Large Language Newsvendor: Decision Biases and Cognitive Mechanisms
By: Jifei Liu, Zhi Chen, Yuanguang Zhong
Problem definition: Although large language models (LLMs) are increasingly integrated into business decision making, their potential to replicate and even amplify human cognitive biases cautions a significant, yet not well-understood, risk. This is particularly critical in high-stakes operational contexts like supply chain management. To address this, we investigate the decision-making patterns of leading LLMs using the canonical newsvendor problem in a dynamic setting, aiming to identify the nature and origins of their cognitive biases. Methodology/results: Through dynamic, multi-round experiments with GPT-4, GPT-4o, and LLaMA-8B, we tested for five established decision biases. We found that LLMs consistently replicated the classic ``Too Low/Too High'' ordering bias and significantly amplified other tendencies like demand-chasing behavior compared to human benchmarks.
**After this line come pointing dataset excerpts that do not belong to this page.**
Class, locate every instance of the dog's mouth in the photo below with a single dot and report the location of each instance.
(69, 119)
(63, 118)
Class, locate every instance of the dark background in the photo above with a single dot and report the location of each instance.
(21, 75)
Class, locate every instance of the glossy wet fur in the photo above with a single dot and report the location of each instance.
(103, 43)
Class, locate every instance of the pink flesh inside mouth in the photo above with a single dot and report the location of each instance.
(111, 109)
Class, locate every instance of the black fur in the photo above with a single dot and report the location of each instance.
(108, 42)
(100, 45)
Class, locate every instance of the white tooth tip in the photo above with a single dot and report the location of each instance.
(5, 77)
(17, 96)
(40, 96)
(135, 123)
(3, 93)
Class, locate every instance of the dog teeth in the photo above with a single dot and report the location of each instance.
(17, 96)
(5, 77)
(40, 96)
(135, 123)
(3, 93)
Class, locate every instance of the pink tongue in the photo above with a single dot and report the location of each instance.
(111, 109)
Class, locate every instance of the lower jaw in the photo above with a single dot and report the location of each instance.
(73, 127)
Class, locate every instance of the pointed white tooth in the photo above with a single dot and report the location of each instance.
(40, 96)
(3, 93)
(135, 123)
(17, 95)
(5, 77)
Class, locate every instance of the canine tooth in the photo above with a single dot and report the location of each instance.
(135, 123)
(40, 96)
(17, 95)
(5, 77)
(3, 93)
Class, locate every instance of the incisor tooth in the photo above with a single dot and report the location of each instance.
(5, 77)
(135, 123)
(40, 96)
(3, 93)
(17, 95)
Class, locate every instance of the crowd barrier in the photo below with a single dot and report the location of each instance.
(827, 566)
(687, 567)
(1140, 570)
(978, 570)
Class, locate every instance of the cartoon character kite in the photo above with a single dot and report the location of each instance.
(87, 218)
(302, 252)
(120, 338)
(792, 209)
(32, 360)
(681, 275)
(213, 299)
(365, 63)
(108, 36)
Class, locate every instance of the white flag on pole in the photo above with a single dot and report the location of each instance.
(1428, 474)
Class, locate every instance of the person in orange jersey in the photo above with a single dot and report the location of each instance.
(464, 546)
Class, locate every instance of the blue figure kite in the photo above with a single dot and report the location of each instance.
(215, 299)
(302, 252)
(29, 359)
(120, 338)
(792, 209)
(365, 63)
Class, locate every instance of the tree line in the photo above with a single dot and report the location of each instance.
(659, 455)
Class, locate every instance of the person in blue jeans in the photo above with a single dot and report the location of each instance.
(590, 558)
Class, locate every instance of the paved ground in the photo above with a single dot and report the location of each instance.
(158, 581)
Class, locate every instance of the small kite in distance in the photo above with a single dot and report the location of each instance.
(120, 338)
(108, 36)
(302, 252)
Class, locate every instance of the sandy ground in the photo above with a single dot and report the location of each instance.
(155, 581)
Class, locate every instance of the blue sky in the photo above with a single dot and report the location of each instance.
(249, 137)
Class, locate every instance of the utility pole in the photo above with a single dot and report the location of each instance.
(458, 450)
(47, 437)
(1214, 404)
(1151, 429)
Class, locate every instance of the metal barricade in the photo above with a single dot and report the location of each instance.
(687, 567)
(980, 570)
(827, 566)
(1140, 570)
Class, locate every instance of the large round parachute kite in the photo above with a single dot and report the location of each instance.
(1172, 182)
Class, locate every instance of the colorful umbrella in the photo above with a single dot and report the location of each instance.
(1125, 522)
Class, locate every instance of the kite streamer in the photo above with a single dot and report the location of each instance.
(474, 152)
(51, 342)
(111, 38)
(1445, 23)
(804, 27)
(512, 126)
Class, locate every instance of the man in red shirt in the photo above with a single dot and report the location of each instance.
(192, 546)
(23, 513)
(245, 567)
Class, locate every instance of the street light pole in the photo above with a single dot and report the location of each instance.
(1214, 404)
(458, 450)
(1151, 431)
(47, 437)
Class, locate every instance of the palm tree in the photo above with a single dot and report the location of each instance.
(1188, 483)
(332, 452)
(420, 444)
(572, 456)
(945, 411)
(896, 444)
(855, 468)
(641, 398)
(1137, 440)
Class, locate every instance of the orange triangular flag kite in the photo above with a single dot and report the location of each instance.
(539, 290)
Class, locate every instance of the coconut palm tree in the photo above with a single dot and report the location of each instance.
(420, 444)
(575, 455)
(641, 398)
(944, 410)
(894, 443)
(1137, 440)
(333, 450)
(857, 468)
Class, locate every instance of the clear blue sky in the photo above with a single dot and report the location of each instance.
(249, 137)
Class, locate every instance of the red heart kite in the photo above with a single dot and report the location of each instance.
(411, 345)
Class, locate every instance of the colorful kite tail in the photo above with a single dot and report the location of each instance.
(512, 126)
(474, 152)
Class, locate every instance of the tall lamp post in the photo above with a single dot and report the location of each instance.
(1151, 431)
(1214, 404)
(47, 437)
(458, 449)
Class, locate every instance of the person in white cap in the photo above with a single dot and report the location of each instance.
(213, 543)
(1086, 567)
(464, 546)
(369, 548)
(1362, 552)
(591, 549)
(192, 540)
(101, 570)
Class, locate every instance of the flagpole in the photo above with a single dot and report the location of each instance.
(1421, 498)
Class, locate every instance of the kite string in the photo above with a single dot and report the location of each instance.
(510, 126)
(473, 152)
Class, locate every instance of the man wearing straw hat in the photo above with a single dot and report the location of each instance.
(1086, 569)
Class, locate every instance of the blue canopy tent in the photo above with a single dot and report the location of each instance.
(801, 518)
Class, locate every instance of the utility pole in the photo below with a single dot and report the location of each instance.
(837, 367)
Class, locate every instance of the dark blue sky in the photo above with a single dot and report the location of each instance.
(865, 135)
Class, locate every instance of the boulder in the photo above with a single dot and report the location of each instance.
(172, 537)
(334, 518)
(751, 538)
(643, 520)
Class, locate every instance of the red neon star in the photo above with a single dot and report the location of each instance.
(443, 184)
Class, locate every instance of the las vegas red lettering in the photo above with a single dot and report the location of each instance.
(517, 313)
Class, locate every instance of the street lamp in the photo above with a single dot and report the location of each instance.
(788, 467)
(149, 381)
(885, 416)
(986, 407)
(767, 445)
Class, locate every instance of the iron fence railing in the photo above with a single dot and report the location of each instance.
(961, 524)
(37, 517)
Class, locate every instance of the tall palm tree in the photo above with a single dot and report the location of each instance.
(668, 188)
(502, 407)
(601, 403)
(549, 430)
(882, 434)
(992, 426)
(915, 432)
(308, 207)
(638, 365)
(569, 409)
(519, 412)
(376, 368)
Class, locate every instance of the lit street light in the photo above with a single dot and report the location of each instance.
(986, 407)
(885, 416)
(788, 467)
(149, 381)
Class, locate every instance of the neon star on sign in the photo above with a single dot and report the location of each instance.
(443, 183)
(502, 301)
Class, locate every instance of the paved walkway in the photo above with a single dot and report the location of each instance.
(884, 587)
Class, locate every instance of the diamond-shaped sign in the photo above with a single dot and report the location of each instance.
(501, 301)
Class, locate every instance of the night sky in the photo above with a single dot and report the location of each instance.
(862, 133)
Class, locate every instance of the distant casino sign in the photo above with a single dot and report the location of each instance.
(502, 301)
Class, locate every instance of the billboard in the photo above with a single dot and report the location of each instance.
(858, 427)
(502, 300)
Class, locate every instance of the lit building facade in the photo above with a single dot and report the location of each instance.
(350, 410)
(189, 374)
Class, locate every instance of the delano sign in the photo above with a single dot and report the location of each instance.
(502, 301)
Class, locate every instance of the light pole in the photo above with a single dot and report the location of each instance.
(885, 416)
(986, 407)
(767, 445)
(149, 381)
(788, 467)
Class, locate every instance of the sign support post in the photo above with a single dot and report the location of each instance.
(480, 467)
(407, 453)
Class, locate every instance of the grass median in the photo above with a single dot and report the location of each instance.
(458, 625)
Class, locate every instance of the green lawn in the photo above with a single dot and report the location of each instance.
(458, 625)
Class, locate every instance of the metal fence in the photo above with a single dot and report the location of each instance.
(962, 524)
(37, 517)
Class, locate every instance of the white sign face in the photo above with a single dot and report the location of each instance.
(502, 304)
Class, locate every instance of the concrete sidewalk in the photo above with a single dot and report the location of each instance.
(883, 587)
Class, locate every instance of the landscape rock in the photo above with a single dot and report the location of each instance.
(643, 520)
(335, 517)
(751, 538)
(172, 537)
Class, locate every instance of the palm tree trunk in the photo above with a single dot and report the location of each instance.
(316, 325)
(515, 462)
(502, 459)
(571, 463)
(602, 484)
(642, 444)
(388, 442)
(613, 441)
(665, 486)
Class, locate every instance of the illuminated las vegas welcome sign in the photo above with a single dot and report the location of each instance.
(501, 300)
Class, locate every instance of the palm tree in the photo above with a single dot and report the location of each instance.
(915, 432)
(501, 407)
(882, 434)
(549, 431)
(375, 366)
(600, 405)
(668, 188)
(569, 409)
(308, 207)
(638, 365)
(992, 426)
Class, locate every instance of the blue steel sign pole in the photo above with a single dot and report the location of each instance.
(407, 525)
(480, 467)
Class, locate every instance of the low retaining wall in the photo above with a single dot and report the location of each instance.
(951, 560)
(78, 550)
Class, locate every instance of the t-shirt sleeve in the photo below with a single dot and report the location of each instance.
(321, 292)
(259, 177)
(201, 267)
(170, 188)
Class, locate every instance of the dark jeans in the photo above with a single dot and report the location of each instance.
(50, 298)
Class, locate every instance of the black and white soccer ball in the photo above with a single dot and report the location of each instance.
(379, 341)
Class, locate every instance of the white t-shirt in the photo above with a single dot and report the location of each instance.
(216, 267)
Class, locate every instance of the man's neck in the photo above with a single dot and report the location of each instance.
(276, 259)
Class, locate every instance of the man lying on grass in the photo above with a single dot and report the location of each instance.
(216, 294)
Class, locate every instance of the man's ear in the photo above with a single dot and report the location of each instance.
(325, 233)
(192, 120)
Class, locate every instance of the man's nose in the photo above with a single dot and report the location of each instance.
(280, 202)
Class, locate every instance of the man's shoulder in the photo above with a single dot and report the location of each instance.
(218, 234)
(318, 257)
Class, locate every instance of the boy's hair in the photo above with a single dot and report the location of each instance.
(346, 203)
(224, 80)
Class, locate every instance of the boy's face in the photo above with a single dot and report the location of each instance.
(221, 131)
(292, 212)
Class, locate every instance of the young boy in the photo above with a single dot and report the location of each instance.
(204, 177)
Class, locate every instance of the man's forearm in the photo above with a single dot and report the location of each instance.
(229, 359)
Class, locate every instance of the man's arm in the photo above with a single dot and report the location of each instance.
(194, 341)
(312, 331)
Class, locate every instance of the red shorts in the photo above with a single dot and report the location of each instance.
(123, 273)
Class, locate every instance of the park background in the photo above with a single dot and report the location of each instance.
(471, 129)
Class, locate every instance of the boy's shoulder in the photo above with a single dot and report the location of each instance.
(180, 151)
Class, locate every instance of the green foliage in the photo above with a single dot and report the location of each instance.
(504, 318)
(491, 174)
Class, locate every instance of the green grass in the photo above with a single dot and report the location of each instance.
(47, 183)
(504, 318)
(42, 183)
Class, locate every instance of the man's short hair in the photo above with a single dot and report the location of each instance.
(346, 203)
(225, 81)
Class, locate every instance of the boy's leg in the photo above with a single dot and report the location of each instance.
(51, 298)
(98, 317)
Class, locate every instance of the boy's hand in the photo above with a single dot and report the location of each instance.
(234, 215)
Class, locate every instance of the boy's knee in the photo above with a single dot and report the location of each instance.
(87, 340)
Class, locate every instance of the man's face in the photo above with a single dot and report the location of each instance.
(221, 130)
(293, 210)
Our analysis uncovered a ``paradox of intelligence'': the more sophisticated GPT-4 demonstrated the greatest irrationality through overthinking, while the efficiency-optimized GPT-4o performed near-optimally. Because these biases persist even when optimal formulas are provided, we conclude they stem from architectural constraints rather than knowledge gaps. Managerial implications: First, managers should select models based on the specific task, as our results show that efficiency-optimized models can outperform more complex ones on certain optimization problems. Second, the significant amplification of bias by LLMs highlights the urgent need for robust human-in-the-loop oversight in high-stakes decisions to prevent costly errors. Third, our findings suggest that designing structured, rule-based prompts is a practical and effective strategy for managers to constrain models' heuristic tendencies and improve the reliability of AI-assisted decisions.